Oubliez le génocide, il y a du pétrole !

par F William Engdahl

25 mai 2007, Asia Times Online
article original : "Darfur: Forget genocide, there's oil"

Pour paraphraser le célèbre trait d'esprit, lors des débats présidentiels étasuniens de 1992, lorsqu'un inconnu, William Jefferson Clinton, dit au président d'alors, George Herbert Walker Bush, "C'est l'économie, idiot !", la préoccupation actuelle de l'administration Bush au Darfour (sud du Soudan), n'est pas, à y regarder de près, une préoccupation sincère du génocide contre les peuples de cette partie on ne peut plus pauvre d'un coin abandonné d'Afrique.

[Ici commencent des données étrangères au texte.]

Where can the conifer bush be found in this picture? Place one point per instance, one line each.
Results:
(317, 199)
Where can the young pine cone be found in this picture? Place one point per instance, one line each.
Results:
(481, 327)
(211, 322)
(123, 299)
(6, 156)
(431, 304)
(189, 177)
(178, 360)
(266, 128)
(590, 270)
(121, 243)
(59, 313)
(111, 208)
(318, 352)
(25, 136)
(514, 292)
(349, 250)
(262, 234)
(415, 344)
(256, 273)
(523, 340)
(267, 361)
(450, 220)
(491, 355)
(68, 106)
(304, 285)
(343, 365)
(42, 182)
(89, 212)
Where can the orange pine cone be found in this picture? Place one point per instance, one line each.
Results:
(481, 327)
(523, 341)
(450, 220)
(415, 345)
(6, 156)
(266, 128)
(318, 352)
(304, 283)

Non. "C'est le pétrole, idiot !"

Le cas du Darfour, partie inhospitalière d'un véritable domaine desséché par le soleil située dans la partie sud du Soudan, illustre la nouvelle Guerre Froide qui se livre pour le pétrole. L'ascension spectaculaire de la demande de pétrole chinoise, pour alimenter sa croissance qui explose, a conduit Pékin à s'embarquer — de façon ironique — dans une politique agressive de diplomatie du dollar. Fort de ses plus de 1.200 milliards de dollars (930 milliards d'euros), placés essentiellement en réserves de dollars à la Banque Populaire de Chine, le gouvernement chinois s'engage dans une géopolitique pétrolière active. L'Afrique est un centre d'intérêt majeur et, en Afrique, la région centrale située entre le Soudan et le Tchad est une priorité.

Depuis l'invasion de l'Irak par les Etats-Unis en 2003, voici le front majeur qui s'est ouvert dans cette nouvelle Guerre Froide que se livrent Washington et Pékin pour le contrôle des ressources pétrolières capitales. Jusqu'à présent, Pékin a joué ses cartes un peu plus intelligemment que Washington. Le Darfour est un des principaux champs de bataille dans cette compétition, dont l'enjeu est élevé, pour le contrôle du pétrole.

La diplomatie pétrolière de la Chine

Ces derniers mois, Pékin s'est lancé dans une série d'initiatives destinées à garantir des sources d'approvisionnement à long terme de matières premières dans l'une des régions de la planète la plus subventionnée — l'Afrique sub-saharienne. Aucune autre matière première que le pétrole ne revêt aujourd'hui pour Pékin une plus grande priorité.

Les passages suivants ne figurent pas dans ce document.